It hired online marketing agency Acceleris Marketing Communications in
2006 to drive traffic to its website and then encourage visitors to the
website to make a phone call to the company. Acceleris began with
small-scale campaigns placing ads on health-focused websites, such as
netdoctor.co.uk.
Jane Slimming, digital specialist at Acceleris, says: "This just wasn't
getting the volume necessary. To meet its sales targets, Healthier
Weight needed to increase the number of visitors to its site, and it
needed more of those visitors to phone the company. So the team there
came to us and asked us to run a larger scale campaign."
Although the budget for this campaign was increased to £50,000, it
was still necessary to make this work as hard as possible. So Slimming
went to Yahoo!'s blind network. She explains: "Blind networks are a
great way of getting a large number of impressions for low investment.
They're much cheaper because you don't know which sites they're coming
from - they're blind - and so you tend to get a lot more wastage."
However, by using behavioural targeting, Slimming was able to cut this
wastage. She says: "Yahoo! has just started offering behavioural
targeting on its blind network and it's great. Basically, it only serves
our ads to those users who have behaved as though they're interested in
dieting. Those behaviours might be clicking on a diet ad or entering a
dieting term into a search engine."
The time users spent on the website also increased, indicating that the
campaign was indeed attracting people with a genuine interest in
Healthier Weight's products and services.

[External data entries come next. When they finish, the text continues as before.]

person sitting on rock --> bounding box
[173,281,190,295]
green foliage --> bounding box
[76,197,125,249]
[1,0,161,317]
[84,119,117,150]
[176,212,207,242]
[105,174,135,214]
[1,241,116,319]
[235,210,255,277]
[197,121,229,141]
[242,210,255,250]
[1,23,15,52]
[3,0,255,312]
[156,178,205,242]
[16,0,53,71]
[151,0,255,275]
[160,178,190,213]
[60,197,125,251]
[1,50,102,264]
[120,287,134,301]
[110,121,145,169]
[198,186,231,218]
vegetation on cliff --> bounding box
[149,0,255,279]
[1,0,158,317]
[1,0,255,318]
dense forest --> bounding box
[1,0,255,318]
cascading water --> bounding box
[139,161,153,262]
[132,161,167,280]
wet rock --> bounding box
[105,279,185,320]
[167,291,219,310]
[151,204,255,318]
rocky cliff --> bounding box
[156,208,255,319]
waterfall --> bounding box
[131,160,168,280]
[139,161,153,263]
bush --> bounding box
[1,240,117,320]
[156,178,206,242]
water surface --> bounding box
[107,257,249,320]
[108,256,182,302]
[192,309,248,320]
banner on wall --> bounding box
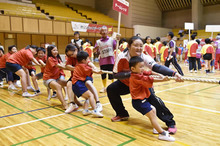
[71,21,113,34]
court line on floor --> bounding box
[0,106,54,118]
[0,113,65,131]
[101,82,220,114]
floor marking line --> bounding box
[0,113,65,131]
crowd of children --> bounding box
[1,30,220,142]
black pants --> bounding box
[189,57,197,71]
[196,58,201,70]
[107,80,176,127]
[165,55,184,76]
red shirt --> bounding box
[72,63,92,84]
[129,71,154,100]
[24,61,36,70]
[43,57,63,80]
[7,49,34,66]
[36,55,47,73]
[66,56,78,77]
[0,55,5,68]
[143,44,153,57]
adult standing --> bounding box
[94,26,116,93]
[165,32,184,76]
[71,31,83,51]
[107,36,183,134]
[214,34,220,70]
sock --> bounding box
[161,131,166,135]
[36,90,40,93]
[102,78,107,88]
[96,101,100,104]
[53,91,56,94]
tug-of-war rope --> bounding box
[101,70,220,84]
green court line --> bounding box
[12,123,90,146]
[187,85,219,94]
[0,98,91,146]
[0,90,136,145]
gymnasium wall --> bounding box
[133,25,172,39]
[0,15,134,53]
[162,4,220,29]
[203,5,220,26]
[95,0,162,28]
[162,9,192,29]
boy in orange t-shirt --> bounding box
[129,56,175,142]
[72,51,103,118]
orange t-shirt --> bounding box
[36,55,47,73]
[129,71,154,100]
[7,49,34,66]
[0,55,5,68]
[66,56,78,77]
[43,57,63,80]
[72,63,93,84]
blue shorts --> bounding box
[132,98,152,115]
[28,69,36,76]
[72,76,93,97]
[6,62,22,73]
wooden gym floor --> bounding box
[0,62,220,146]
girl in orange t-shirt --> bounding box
[43,45,68,109]
[6,45,41,97]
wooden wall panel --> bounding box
[39,20,53,34]
[45,35,57,46]
[113,27,126,38]
[53,21,66,35]
[66,22,74,35]
[0,16,10,31]
[57,36,68,54]
[16,34,31,50]
[32,34,45,47]
[125,28,134,38]
[0,33,5,48]
[11,17,23,32]
[23,18,38,33]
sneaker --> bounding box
[8,84,17,90]
[65,103,79,114]
[0,81,3,88]
[99,87,106,93]
[34,91,41,96]
[27,86,35,92]
[82,109,92,116]
[64,96,68,101]
[168,125,177,134]
[22,92,36,97]
[92,110,104,118]
[194,70,197,73]
[52,92,57,98]
[153,128,159,134]
[96,102,103,112]
[158,131,175,142]
[111,116,129,122]
[14,83,21,88]
[189,70,193,73]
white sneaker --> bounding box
[96,102,103,112]
[82,109,92,116]
[158,131,175,142]
[99,88,106,93]
[153,128,159,134]
[65,103,79,114]
[27,86,35,92]
[22,92,36,97]
[14,83,21,88]
[8,84,17,90]
[194,70,197,73]
[92,110,104,118]
[189,70,193,73]
[0,81,3,88]
[64,96,68,101]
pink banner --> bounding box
[113,0,129,15]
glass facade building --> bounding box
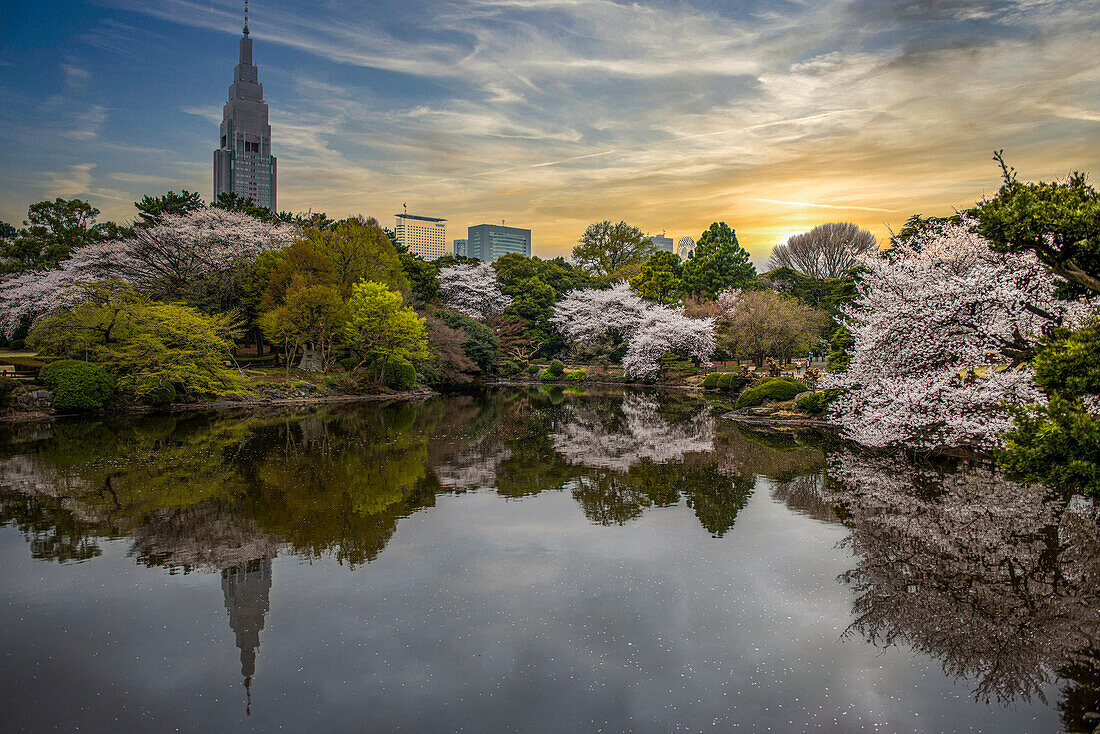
[467,224,532,262]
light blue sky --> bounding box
[1,0,1098,259]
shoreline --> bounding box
[0,388,437,423]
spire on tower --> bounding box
[243,0,249,36]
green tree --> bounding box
[998,322,1100,498]
[681,222,756,298]
[970,152,1100,294]
[260,284,347,373]
[572,220,655,281]
[345,280,429,384]
[322,217,409,297]
[1,198,112,271]
[27,281,244,401]
[630,250,684,304]
[134,190,204,227]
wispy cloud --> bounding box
[2,0,1098,256]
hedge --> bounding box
[38,359,115,411]
[702,373,721,389]
[796,389,840,416]
[735,377,807,409]
[717,373,735,390]
[548,359,565,377]
[566,370,587,381]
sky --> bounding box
[0,0,1098,264]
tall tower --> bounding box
[213,1,277,210]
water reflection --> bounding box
[1,388,1098,729]
[769,452,1100,729]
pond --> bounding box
[1,386,1097,733]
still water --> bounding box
[0,387,1097,733]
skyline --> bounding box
[1,0,1098,265]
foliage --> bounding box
[551,281,715,378]
[825,219,1081,451]
[134,191,204,227]
[259,284,347,373]
[572,220,655,282]
[767,222,876,279]
[548,359,565,377]
[399,251,440,306]
[681,222,756,299]
[630,251,684,305]
[702,372,721,389]
[997,321,1100,497]
[735,378,806,409]
[438,262,513,319]
[344,280,428,384]
[27,281,244,401]
[717,289,830,366]
[716,373,735,390]
[969,153,1100,294]
[998,395,1100,498]
[37,359,115,411]
[795,389,839,416]
[439,310,500,372]
[380,357,417,390]
[759,267,859,319]
[0,198,114,273]
[566,370,586,381]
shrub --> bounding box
[38,359,115,411]
[0,376,17,406]
[539,369,555,381]
[717,373,735,390]
[702,373,721,389]
[382,357,417,390]
[566,370,587,381]
[528,364,541,375]
[337,356,359,371]
[735,377,807,409]
[796,389,840,416]
[548,359,565,377]
[500,360,524,376]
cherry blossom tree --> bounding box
[0,209,295,335]
[438,262,512,319]
[551,281,715,378]
[825,219,1089,451]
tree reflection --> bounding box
[823,452,1100,706]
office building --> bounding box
[213,12,277,210]
[648,233,674,252]
[677,236,695,258]
[467,223,531,261]
[453,239,468,258]
[395,213,447,260]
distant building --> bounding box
[677,236,695,259]
[213,16,277,210]
[648,233,674,253]
[467,223,531,261]
[453,238,468,258]
[395,214,447,260]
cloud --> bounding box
[65,105,108,141]
[42,163,97,198]
[7,0,1097,258]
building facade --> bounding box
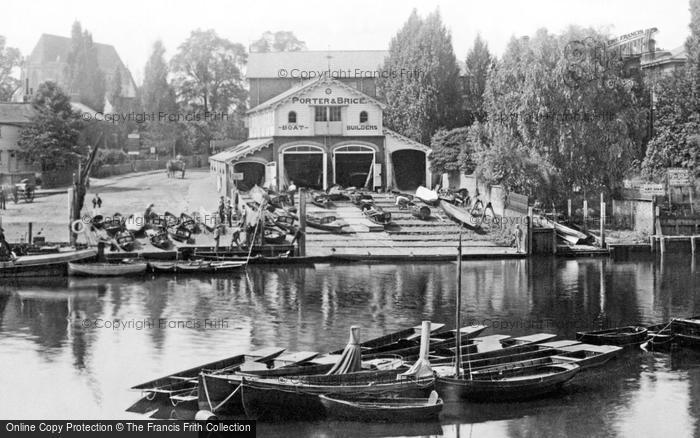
[0,103,37,185]
[210,52,432,196]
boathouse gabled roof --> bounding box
[246,77,386,115]
[209,137,274,163]
[383,128,431,154]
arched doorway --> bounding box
[333,145,375,188]
[391,150,426,191]
[280,145,326,190]
[233,161,265,192]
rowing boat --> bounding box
[361,204,392,225]
[68,261,147,277]
[319,391,443,422]
[576,326,648,346]
[306,215,344,233]
[241,371,434,421]
[149,260,246,273]
[362,325,487,360]
[436,361,580,402]
[439,200,480,230]
[0,248,97,278]
[431,333,558,364]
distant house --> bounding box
[13,33,137,111]
[0,103,37,185]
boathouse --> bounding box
[210,51,432,196]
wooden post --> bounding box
[455,229,463,378]
[692,236,696,255]
[600,202,606,249]
[27,222,32,245]
[583,199,588,232]
[527,206,534,255]
[298,189,306,257]
[68,187,75,246]
[567,199,572,220]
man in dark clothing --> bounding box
[0,227,15,261]
[96,194,102,209]
[218,197,226,225]
[225,199,233,227]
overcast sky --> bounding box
[1,0,692,84]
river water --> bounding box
[1,254,699,437]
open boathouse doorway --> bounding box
[233,161,265,192]
[333,145,375,188]
[391,150,426,191]
[280,145,326,190]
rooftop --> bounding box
[0,103,35,124]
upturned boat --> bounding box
[439,200,481,231]
[319,391,443,422]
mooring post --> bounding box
[298,189,306,257]
[527,206,533,255]
[68,187,75,246]
[27,222,32,245]
[600,195,606,249]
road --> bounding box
[0,169,220,244]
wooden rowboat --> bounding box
[439,200,480,230]
[0,248,97,278]
[241,371,434,421]
[436,362,580,402]
[319,391,443,422]
[576,326,648,346]
[68,261,147,277]
[147,229,171,250]
[361,204,392,225]
[149,260,246,273]
[306,215,344,233]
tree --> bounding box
[171,29,247,114]
[642,0,700,178]
[0,36,21,102]
[65,21,106,112]
[464,34,493,124]
[18,81,83,171]
[474,27,648,203]
[429,127,476,174]
[251,31,306,52]
[378,9,463,145]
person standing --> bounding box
[513,224,524,253]
[225,199,233,227]
[96,194,102,209]
[218,196,226,225]
[287,181,297,206]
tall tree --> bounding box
[18,81,83,171]
[643,0,700,178]
[65,21,106,112]
[429,127,476,175]
[378,9,463,145]
[171,29,247,114]
[141,40,177,114]
[0,36,21,102]
[464,34,492,124]
[251,31,306,52]
[474,27,648,203]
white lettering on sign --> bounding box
[291,97,367,105]
[667,168,692,186]
[346,125,378,131]
[640,183,665,196]
[279,124,308,131]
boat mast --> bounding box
[455,227,463,378]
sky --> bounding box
[0,0,693,84]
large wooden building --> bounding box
[210,51,432,196]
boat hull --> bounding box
[68,262,147,277]
[0,249,97,278]
[319,395,443,422]
[436,363,579,402]
[576,327,648,346]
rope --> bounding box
[642,318,677,349]
[200,372,241,413]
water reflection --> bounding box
[0,256,699,435]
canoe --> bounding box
[576,326,648,346]
[436,362,580,402]
[440,200,480,231]
[0,248,97,278]
[68,261,147,277]
[131,347,286,396]
[148,260,246,273]
[306,215,344,233]
[241,371,435,421]
[319,391,443,422]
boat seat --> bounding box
[428,390,439,405]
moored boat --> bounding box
[319,391,443,422]
[148,260,246,273]
[576,326,648,346]
[436,362,580,402]
[0,248,97,278]
[68,261,147,277]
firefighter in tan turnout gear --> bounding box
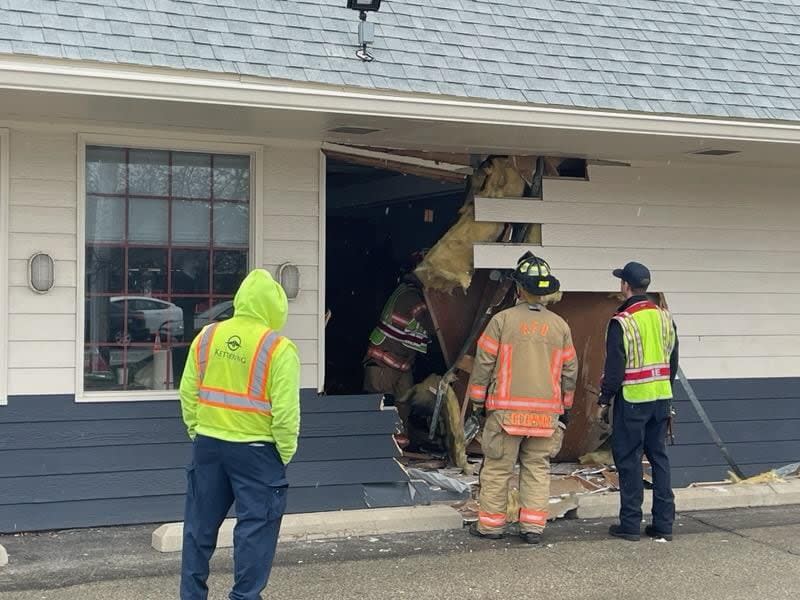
[468,253,578,544]
[363,254,435,424]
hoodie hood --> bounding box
[233,269,288,330]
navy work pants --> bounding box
[180,435,288,600]
[612,398,675,534]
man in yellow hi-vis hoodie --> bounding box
[179,269,300,600]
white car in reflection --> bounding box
[109,296,184,342]
[194,300,234,332]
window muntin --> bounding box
[83,146,250,393]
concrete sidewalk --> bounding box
[1,506,799,599]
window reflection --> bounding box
[83,146,251,393]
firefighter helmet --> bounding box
[511,252,560,295]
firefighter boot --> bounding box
[469,523,505,540]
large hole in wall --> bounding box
[323,159,464,394]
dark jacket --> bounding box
[599,295,679,404]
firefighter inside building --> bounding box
[362,251,436,429]
[467,252,578,544]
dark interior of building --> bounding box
[324,158,465,394]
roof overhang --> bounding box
[2,55,800,166]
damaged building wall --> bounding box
[2,125,411,532]
[473,162,800,485]
[0,392,410,532]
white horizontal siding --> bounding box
[542,224,798,252]
[680,357,800,380]
[263,240,319,266]
[300,365,318,390]
[264,190,320,217]
[264,264,319,292]
[475,163,800,379]
[475,244,800,274]
[552,165,799,209]
[6,129,79,397]
[7,367,75,396]
[9,282,76,314]
[10,205,77,235]
[9,130,76,181]
[3,128,322,397]
[679,336,800,358]
[7,232,76,260]
[9,259,77,287]
[8,341,75,368]
[674,315,800,337]
[553,270,800,294]
[8,314,76,341]
[10,177,77,207]
[262,215,319,241]
[475,197,800,231]
[282,314,320,341]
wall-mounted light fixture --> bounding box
[347,0,382,62]
[28,252,55,294]
[278,263,301,300]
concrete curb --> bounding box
[576,479,800,519]
[152,505,464,553]
[0,544,7,567]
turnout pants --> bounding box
[477,412,555,534]
[181,435,288,600]
[612,398,675,534]
[363,363,414,423]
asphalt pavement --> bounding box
[1,506,799,599]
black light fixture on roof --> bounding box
[346,0,382,62]
[347,0,382,11]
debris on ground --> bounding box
[774,462,800,478]
[687,462,800,488]
[579,448,614,465]
[728,470,784,485]
[445,459,623,525]
[407,469,475,495]
[397,374,470,474]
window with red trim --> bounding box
[83,146,250,393]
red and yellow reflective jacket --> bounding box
[468,302,578,437]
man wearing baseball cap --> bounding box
[598,262,679,542]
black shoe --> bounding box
[519,531,542,545]
[645,525,673,541]
[469,523,505,540]
[608,524,640,541]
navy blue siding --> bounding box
[0,391,411,533]
[669,377,800,486]
[2,378,798,531]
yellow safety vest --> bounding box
[613,301,676,403]
[195,320,285,437]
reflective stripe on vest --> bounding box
[196,322,220,380]
[612,302,675,402]
[196,328,282,416]
[369,284,430,353]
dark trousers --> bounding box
[612,398,675,534]
[180,435,288,600]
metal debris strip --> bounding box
[407,468,475,495]
[775,462,800,478]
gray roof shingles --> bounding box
[0,0,799,122]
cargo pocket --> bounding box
[481,415,505,460]
[549,425,565,459]
[267,485,288,522]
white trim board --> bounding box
[0,128,9,405]
[317,150,326,394]
[76,133,265,403]
[3,56,800,145]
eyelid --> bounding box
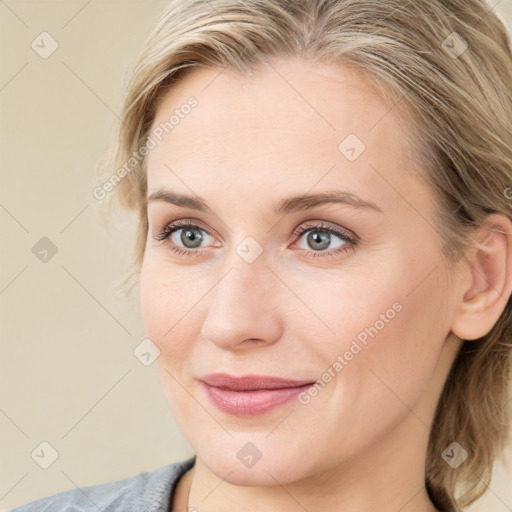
[153,218,218,240]
[291,220,358,244]
[154,218,356,242]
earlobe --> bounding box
[451,214,512,341]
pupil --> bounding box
[181,228,203,248]
[308,231,330,250]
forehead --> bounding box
[145,58,421,210]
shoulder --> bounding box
[7,456,196,512]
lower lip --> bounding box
[201,382,314,416]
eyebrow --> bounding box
[146,189,383,215]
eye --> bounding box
[153,219,358,259]
[291,221,357,258]
[153,220,215,256]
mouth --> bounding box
[199,373,317,416]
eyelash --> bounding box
[153,220,358,259]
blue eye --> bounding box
[153,220,358,258]
[291,222,357,258]
[154,221,214,256]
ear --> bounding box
[451,213,512,341]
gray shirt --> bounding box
[7,456,196,512]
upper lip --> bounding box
[200,373,316,391]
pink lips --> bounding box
[200,373,316,416]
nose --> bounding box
[199,253,283,351]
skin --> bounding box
[140,57,512,512]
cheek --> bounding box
[285,263,401,355]
[308,254,450,393]
[334,270,449,414]
[297,270,449,459]
[139,257,204,421]
[139,254,203,356]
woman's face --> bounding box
[141,58,463,487]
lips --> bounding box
[199,373,316,416]
[200,373,315,390]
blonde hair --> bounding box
[96,0,512,509]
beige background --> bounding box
[1,1,512,510]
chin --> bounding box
[198,441,312,487]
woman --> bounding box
[11,0,512,511]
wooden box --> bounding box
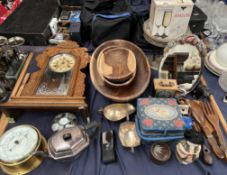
[154,79,178,98]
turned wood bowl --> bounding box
[97,46,136,86]
[90,39,151,102]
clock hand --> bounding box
[9,140,20,151]
[8,133,28,151]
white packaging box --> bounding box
[148,0,194,41]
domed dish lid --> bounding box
[48,126,89,160]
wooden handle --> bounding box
[201,76,227,135]
[0,112,9,136]
[16,73,30,97]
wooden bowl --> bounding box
[97,46,136,84]
[101,72,136,87]
[97,57,136,87]
[90,39,151,102]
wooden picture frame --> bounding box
[0,41,90,110]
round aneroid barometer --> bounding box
[0,125,47,175]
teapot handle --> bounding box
[84,121,102,139]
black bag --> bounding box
[80,0,116,41]
[60,0,86,6]
[80,0,133,45]
[91,12,132,46]
[126,0,150,16]
[132,15,155,50]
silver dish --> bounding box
[118,121,140,152]
[99,103,135,121]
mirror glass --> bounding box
[159,35,205,96]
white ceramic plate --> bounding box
[204,52,221,76]
[209,50,227,72]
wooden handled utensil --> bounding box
[202,101,227,161]
[201,76,227,135]
[189,100,224,159]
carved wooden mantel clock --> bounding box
[1,41,90,110]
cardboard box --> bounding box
[148,0,194,41]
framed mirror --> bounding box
[159,35,206,96]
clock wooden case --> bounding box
[1,41,90,110]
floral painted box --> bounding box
[137,98,185,134]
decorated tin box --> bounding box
[136,98,186,138]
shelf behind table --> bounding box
[0,46,227,175]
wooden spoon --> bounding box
[189,100,224,159]
[202,101,227,161]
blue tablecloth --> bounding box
[1,45,227,175]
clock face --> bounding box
[49,53,76,73]
[144,104,178,120]
[0,125,39,163]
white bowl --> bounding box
[216,43,227,68]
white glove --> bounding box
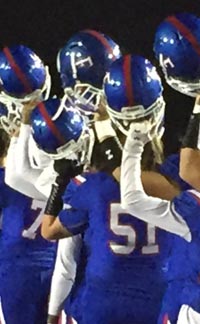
[127,120,155,145]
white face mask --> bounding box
[106,96,166,137]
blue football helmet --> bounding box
[154,12,200,97]
[0,45,51,116]
[30,97,92,163]
[57,29,121,114]
[103,54,165,135]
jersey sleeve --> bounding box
[159,153,191,191]
[48,235,82,316]
[34,162,57,198]
[121,136,192,241]
[62,175,87,204]
[59,182,89,235]
[17,124,42,181]
[173,190,200,238]
[5,135,46,200]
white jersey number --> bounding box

Slimming is convinced behavioural targeting is appropriate for
large-scale campaigns such as this. She says: "Previously, the ability
to target was limited to matching up the message to the site. For
example, if selling cars, you'd advertise on a niche car-enthusiast's
website. This type of targeting saw high click-through rates but
couldn't deliver a broad reach."
She concludes: "Demographic and geographical targeting are steps in the
right direction, but are limited in their recency and accuracy. It's
only behavioural targeting that allows you to reach a large number of
people who have recently done something to suggest that they are
currently interested in what you have to offer."